Indonesia announces its first case of monkeypox

A man in Indonesia has tested positive for monkeypox, making him the country’s first confirmed case of the disease, authorities said late Saturday.

The 27-year-old, who lives in the capital, Jakarta, had returned from a trip abroad on August 8, Health Ministry spokesman Mohammad Syahril told a news conference.

The man started having symptoms five days later and went to see a doctor. He tested positive for monkeypox on Friday night and is now self-isolating at home, Syahril said.

“This is a self-limiting disease that will disappear after 20 days if the patient has no pre-existing disease,” Syahril said, adding that the government did not see the need to implement any community-level restrictions at the moment to contain the monkey pox

Indonesia, a large archipelago nation of more than 270 million people, has been on alert for the spread of monkeypox since the World Health Organization asked countries to increase their vigilance after the The United Kingdom experienced an outbreak in May.

Before then, the monkeypox virus was only endemic in several African countries.

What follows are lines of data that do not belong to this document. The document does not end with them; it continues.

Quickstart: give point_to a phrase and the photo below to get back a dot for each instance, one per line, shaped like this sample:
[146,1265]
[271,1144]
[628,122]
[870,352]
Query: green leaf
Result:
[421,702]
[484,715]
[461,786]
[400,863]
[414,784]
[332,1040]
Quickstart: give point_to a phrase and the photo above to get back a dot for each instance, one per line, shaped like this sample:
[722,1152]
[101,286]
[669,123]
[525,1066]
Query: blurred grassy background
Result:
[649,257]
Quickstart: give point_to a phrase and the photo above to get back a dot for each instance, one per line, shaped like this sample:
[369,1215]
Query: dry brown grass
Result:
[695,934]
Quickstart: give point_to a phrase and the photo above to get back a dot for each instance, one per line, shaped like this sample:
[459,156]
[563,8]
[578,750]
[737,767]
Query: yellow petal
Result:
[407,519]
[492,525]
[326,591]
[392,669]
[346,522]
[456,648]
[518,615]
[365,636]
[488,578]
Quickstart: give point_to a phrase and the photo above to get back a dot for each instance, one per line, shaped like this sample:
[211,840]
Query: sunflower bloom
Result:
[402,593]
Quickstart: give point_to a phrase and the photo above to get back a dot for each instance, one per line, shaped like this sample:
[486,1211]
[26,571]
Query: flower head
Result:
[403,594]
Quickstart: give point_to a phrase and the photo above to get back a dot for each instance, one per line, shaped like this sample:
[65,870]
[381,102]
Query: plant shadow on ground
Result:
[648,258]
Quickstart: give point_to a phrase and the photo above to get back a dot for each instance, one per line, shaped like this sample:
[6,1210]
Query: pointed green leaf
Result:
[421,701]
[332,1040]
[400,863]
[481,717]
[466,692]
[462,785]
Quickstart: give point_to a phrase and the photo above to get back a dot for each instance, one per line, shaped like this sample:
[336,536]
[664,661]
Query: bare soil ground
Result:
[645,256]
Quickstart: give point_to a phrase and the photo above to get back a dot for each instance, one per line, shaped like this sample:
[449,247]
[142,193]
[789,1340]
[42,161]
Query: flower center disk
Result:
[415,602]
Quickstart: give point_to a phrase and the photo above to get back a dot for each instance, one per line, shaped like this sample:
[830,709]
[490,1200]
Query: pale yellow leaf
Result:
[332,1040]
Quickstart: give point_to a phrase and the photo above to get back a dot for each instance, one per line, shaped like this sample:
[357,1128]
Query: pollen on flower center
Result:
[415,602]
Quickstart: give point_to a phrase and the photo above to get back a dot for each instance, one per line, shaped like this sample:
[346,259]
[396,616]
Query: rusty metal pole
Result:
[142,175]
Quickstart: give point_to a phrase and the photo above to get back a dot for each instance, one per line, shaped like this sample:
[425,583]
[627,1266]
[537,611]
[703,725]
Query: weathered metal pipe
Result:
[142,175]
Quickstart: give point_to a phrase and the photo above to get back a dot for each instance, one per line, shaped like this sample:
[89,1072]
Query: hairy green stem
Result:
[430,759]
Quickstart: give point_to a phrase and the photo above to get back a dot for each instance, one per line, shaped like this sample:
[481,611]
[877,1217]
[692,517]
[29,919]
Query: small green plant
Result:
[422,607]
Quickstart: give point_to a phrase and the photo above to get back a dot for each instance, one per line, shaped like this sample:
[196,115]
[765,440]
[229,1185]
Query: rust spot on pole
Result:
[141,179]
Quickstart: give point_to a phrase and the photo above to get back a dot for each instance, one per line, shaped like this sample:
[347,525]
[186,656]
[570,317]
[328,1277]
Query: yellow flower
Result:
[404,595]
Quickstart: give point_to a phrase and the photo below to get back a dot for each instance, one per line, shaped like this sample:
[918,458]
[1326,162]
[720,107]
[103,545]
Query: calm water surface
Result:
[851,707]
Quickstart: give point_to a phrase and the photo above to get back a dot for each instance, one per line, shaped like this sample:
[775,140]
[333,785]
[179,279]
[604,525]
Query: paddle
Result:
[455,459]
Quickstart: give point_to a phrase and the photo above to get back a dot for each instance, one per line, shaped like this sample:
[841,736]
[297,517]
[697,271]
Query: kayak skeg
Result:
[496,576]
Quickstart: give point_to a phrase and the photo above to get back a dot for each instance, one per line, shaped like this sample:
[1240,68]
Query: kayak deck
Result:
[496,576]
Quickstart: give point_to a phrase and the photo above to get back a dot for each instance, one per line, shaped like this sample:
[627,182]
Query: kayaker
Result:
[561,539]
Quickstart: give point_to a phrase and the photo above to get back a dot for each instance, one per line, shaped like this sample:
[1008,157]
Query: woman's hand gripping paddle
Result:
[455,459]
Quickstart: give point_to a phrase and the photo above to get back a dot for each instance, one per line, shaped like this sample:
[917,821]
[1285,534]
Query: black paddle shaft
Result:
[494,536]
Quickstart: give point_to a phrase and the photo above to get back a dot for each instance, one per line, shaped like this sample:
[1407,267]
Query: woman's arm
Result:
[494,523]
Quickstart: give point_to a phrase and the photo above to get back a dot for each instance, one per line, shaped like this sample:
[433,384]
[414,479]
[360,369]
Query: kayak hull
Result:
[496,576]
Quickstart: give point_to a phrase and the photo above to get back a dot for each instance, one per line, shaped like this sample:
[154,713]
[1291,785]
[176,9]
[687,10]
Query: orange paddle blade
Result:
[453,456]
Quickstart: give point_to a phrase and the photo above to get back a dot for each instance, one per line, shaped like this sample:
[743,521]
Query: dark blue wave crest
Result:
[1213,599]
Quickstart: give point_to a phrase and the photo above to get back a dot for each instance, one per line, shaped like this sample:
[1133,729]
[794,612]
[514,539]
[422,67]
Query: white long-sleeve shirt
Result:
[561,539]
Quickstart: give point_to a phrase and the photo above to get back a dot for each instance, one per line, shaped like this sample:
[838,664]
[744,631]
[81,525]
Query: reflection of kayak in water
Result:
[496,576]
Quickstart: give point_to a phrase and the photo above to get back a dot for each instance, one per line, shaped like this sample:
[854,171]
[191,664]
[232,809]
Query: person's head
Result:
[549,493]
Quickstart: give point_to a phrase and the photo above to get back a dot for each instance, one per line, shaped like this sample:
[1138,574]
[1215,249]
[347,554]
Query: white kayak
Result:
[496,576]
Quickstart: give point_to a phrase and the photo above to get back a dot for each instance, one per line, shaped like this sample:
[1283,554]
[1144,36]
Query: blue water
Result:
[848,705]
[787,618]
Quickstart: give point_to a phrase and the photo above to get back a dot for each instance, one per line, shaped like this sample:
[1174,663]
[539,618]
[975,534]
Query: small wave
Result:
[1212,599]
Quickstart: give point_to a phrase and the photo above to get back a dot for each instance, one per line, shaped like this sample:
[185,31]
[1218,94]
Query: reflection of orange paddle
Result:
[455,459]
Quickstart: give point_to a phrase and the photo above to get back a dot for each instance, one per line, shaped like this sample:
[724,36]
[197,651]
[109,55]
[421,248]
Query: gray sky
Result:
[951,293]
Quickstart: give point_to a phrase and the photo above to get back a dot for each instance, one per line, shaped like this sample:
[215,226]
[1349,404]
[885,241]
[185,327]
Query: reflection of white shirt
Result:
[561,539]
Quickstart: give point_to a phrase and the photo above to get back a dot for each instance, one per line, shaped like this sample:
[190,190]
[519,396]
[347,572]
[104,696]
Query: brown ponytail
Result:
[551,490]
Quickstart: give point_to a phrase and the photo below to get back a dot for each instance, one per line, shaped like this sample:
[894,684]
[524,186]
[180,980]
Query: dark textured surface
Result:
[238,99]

Monkeypox is spread when people have close physical contact with an infected person’s lesions, clothing, or bedding. Sexual contact can amplify transmission.

Most people recover from monkeypox without treatment, but the lesions can be extremely painful.

More severe cases can lead to complications such as swelling of the brain and death.

Globally, more than 31,000 cases of monkeypox have been reported in nearly 90 countries. Last month, the World Health Organization declared the outbreak a global emergency.

Monkey pox is not a brand new disease, but has been known since at least the 1970s and has been a serious challenge in Africa for years.

With only a limited global supply of vaccines, authorities are struggling to stop the spread of the disease.